Multiple Regression – Effect of Including a Confounder or Mediator in Regression Models

confoundingmediationmultiple regressionregression coefficients

I have two questions regarding the change of coefficient when including a confunder or a mediator as a independent variable in a multiple regression.

When I include a mediator in a multiple regression, the significance of the exposure's coefficient may decrease. But will the coefficient (the value of the coefficient, rather than the SE of the coefficient) decrease as well?

Also, according to definition, a confounder (if left untreated) may increase or decrease the coorrelation between the exposure and the outcome. So, when I include a confounder in a multiple regression, what will happen to the coefficient of the exposure? (As far as I know, the coefficient of the exposure tells us the effect of the exposure on the outcome when other variables are hold constant. It does not reflect degree of association between the exposure and the outcome) Thank you!

Best Answer

Basically, when you add variables to a regression, no matter what those variables are, the coefficient on exposure can increase or decrease. You generally cannot learn anything about the causal structure of your system by observing coefficient change when adding or removing covariates to a model.
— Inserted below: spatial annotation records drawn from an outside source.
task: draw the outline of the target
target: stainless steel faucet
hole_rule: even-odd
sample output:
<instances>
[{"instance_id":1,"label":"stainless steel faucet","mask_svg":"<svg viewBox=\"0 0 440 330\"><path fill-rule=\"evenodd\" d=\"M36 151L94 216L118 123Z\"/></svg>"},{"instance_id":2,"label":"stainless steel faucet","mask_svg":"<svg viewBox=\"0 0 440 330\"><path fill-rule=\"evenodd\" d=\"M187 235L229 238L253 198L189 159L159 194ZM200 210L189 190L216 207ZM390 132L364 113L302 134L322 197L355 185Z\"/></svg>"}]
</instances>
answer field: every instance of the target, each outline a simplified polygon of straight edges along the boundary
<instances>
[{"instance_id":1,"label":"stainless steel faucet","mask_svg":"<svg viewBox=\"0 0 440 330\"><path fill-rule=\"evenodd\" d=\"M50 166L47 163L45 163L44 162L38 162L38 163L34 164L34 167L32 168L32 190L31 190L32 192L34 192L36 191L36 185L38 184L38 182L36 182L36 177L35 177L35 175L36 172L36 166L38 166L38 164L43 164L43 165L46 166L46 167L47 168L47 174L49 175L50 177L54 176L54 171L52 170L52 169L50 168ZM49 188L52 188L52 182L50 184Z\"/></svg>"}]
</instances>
Often, adding a mediator will decrease the coefficient on the exposure because part of the effect of the exposure on the outcome is blocked, but in the presence of suppression, adding a mediator can increase the coefficient on exposure. Suppression occurs when there are two compensatory pathways from the exposure to the outcome, and holding one of them constant magnifies the other. For example, the effect of doing cardio exercise on weight. Consider the mediator "number of calories consumed". Doing cardio increases the number of calories consumed, which increases your weight, but it also increases the number of calories burned, which decreases your weight. If these effects were equal, there would be no total effect of cardio on weight. However, holding constant one of the factors, it is clear the size of the effect would increase. For example, holding constant number of calories consumed, the effect of cardio on weight may be quite large (in the negative direction); indeed, this is the primary motivation behind controlling your diet when exercising to lose weight. Suppression is described in detail by Kim (2019).

The coefficient on exposure represents the partial correlation between the exposure and outcome given the covariates in the model. So if including a confounder decreases the correlation between the exposure and the outcome, the coefficient on the exposure will also decrease. As far as I know, the coefficient of the exposure tells us the effect of the exposure on the outcome when other variables are held constant. It does not reflect degree of association between the exposure and the outcome This is incorrect. The coefficient on the exposure does represent the association between the exposure and the outcome; that's all it represents without strong assumptions about the nature of confounding. It may be a partial association (i.e., after adjusting for other covariates in the model).

For an excellent introduction to the interpretation of linear models in the context of causal inference (i.e., with respect to mediation and confounding), I recommend Pearl (2013).